The bookkeeper speaks up. “They could have tried to fake the scalehouse numbers, but that's double-checked at the stamp mill and outside our containment zone.” He stands up to read better, “… Or they could start blasting out crumbly ore that's weak and easy to break out, whatever the assay! That would bring the tonnage up, but at the cost of quality.”

Exactly! Each department tried to paper over their own problem, just enough to stay out of trouble. So we get the Undesirable Effects box, listed right here at the top of the Current Reality Tree: First a big drop in tonnage, then a drop in assayed ore quality. The men in the Queen of the North payzone went after low-quality quartz that's all rotten and fractured. The mining engineer was out all this time with broken bones so he couldn't get around to see what was going on. 
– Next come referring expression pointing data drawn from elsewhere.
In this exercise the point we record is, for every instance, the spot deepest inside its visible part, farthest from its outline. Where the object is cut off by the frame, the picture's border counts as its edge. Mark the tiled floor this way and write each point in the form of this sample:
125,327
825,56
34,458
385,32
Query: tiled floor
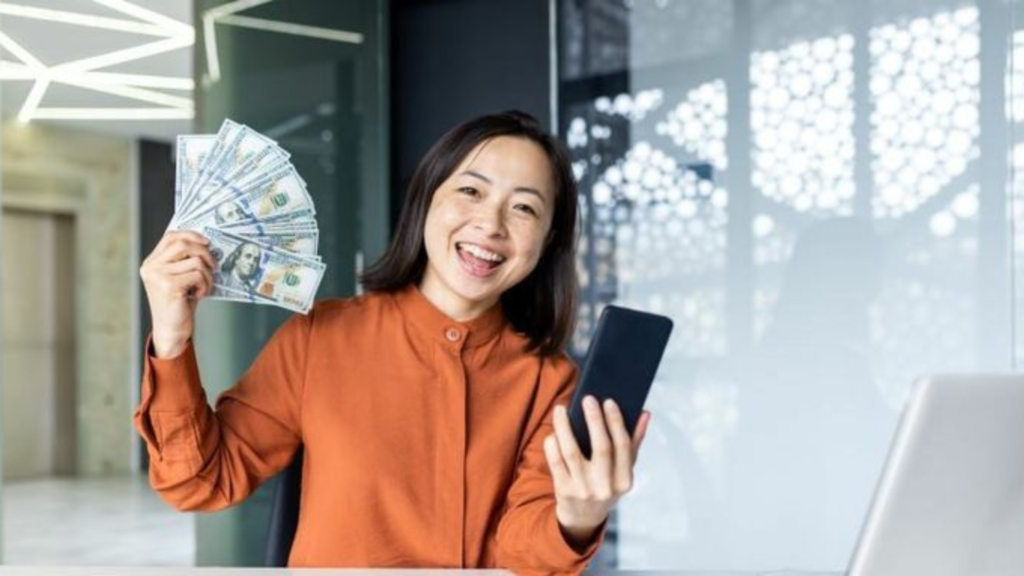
93,522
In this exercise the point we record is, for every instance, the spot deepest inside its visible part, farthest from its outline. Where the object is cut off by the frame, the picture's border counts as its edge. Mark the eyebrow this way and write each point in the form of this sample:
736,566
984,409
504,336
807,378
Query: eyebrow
527,190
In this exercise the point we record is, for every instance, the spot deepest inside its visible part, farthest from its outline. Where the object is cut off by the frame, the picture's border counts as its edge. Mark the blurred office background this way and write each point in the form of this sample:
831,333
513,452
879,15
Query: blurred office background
822,194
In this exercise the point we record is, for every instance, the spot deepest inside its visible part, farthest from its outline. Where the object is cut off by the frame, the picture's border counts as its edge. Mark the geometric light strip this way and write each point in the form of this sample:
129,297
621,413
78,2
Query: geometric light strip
166,35
228,14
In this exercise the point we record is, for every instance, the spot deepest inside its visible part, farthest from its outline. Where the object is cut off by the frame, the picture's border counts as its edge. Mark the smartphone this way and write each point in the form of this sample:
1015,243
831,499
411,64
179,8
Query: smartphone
621,364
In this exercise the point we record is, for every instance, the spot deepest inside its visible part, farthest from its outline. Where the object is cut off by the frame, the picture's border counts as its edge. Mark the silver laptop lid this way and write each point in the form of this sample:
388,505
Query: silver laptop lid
950,500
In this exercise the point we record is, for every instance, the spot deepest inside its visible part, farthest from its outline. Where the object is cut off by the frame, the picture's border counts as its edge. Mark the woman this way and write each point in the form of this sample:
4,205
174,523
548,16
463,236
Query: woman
432,409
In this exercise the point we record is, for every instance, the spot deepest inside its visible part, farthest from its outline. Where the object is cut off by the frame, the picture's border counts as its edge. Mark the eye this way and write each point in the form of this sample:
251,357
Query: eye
525,209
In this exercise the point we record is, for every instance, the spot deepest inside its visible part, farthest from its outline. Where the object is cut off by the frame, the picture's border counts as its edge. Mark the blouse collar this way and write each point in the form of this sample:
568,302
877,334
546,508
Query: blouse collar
428,318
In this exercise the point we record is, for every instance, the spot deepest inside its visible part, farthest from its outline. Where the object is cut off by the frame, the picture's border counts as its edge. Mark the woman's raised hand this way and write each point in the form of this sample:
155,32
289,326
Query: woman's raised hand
176,275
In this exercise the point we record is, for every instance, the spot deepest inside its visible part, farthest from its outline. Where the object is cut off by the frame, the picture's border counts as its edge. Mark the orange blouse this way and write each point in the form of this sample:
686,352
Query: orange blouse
423,437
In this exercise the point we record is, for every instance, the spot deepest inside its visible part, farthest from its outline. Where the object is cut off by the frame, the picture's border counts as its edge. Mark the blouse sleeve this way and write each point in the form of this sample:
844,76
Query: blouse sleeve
208,459
529,539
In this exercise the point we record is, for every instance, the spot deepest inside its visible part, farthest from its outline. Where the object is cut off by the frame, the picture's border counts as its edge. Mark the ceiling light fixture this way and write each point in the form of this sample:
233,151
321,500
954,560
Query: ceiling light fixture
86,73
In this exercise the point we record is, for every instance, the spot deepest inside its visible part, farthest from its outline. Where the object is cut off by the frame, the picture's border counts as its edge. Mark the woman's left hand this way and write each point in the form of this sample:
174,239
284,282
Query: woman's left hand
586,490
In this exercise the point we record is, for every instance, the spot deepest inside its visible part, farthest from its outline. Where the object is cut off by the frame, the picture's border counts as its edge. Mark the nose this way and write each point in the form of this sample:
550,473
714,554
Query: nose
489,218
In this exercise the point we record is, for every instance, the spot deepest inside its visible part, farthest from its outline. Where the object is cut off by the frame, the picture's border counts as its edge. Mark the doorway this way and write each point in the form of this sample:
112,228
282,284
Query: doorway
38,372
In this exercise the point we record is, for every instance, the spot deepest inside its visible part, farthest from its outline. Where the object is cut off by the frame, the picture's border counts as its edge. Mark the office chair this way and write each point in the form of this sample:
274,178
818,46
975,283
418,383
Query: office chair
285,513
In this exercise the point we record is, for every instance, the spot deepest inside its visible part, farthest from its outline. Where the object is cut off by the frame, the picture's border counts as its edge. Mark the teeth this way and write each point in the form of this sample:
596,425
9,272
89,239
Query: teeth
481,253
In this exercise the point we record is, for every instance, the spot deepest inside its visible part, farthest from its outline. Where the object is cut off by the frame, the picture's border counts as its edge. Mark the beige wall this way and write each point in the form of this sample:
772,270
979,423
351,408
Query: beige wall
88,176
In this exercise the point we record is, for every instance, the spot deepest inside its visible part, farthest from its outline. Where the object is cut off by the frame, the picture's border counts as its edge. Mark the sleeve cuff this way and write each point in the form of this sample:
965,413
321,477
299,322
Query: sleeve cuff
563,551
174,382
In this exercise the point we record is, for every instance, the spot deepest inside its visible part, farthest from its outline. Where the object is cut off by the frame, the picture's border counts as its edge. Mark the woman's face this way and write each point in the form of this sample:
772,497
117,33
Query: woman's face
487,224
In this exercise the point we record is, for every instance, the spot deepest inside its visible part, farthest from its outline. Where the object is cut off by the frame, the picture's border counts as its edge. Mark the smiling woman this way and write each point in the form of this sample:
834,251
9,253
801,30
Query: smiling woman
430,409
492,214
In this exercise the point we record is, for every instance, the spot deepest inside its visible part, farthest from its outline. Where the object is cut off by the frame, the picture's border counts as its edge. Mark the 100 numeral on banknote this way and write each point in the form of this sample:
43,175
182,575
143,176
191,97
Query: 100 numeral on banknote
263,273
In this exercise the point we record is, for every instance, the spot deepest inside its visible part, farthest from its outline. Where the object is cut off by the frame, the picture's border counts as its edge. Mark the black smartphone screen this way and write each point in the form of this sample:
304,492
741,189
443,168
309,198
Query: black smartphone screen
621,364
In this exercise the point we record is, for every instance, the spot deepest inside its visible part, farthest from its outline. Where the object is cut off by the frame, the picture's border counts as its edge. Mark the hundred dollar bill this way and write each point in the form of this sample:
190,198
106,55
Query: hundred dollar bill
193,150
228,132
279,194
301,242
245,164
244,265
221,293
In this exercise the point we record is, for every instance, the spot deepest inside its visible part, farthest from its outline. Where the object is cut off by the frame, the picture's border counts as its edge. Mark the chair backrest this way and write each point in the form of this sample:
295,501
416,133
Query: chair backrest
285,513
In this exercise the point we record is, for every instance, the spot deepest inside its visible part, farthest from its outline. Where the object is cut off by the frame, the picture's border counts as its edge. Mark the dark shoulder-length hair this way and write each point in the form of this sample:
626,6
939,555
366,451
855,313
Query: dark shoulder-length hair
543,305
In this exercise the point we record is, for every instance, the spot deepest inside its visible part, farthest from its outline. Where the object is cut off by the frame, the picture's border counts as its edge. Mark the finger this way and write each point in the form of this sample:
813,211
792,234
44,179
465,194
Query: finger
187,264
207,287
559,472
623,445
566,443
178,250
185,284
643,422
600,443
178,235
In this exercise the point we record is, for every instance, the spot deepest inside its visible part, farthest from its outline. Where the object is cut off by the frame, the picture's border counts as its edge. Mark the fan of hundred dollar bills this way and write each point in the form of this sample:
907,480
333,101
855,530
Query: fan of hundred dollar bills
239,189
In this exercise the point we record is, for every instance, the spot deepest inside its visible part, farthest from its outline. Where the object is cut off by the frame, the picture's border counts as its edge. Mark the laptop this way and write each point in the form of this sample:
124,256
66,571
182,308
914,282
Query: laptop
950,500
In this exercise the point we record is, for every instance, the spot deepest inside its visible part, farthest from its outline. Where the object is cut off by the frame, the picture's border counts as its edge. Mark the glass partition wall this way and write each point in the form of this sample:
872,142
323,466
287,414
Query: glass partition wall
818,193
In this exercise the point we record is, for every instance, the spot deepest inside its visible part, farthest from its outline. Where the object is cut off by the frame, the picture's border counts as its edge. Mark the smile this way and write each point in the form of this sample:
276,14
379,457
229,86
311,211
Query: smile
477,260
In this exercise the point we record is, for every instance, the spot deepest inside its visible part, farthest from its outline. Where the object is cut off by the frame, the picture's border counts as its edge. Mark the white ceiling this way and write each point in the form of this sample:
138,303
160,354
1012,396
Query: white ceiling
54,43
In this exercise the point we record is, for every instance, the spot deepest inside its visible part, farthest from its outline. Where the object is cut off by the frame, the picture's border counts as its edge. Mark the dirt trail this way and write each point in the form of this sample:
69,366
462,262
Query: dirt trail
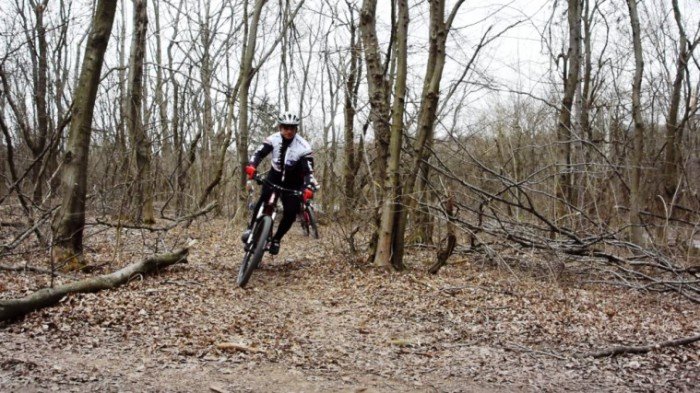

"He wasn't a root cause of the problem, but when he fell down the shaft and got laid up, he opened the way for the little causes to join up. So: we talked about sick mules, exploding hay, an injured engineer, leaky steam hoses, and bad cases of Giant Powder. None of these were a root cause, but they opened the way for the mine rats to cause havoc with your business plan. I'd have to admit that it's the first Rat Cause Analysis I've ever worked on.”

So that's the story, boss! They gave me a rousing cheer. Better yet, they approved a project budget and appointed two action teams, one aboveground and one underground. Next day the Acme Mine got rid of all the greasy dynamite, they cleaned out the explosive hay in the mule stable, they smoked a peace-pipe with the mine rats, they brought in a temporary mining engineer, and they bought new steam hoses and drill bits. Acme is back up and hitting the numbers on tonnage and quality too. Now we'll see if they remember my closing suggestion: weekly followup for the next two months, then monthly through the end of Fiscal 1878. The landscape is littered with great action plans that fell apart because nobody in authority followed up.

Speaking of the next two months, I'm still stuck here in 1877, but I'm going to try a little Bayesian inference to troubleshoot my misbehaving time machine. I'll need a lot more data to plot, though, so that means more trial runs of the X-1A. 

So keep me on the payroll, and stay alert for more messages! My memos might come packaged up in anything from a Sumerian clay pot to a force-field bottle.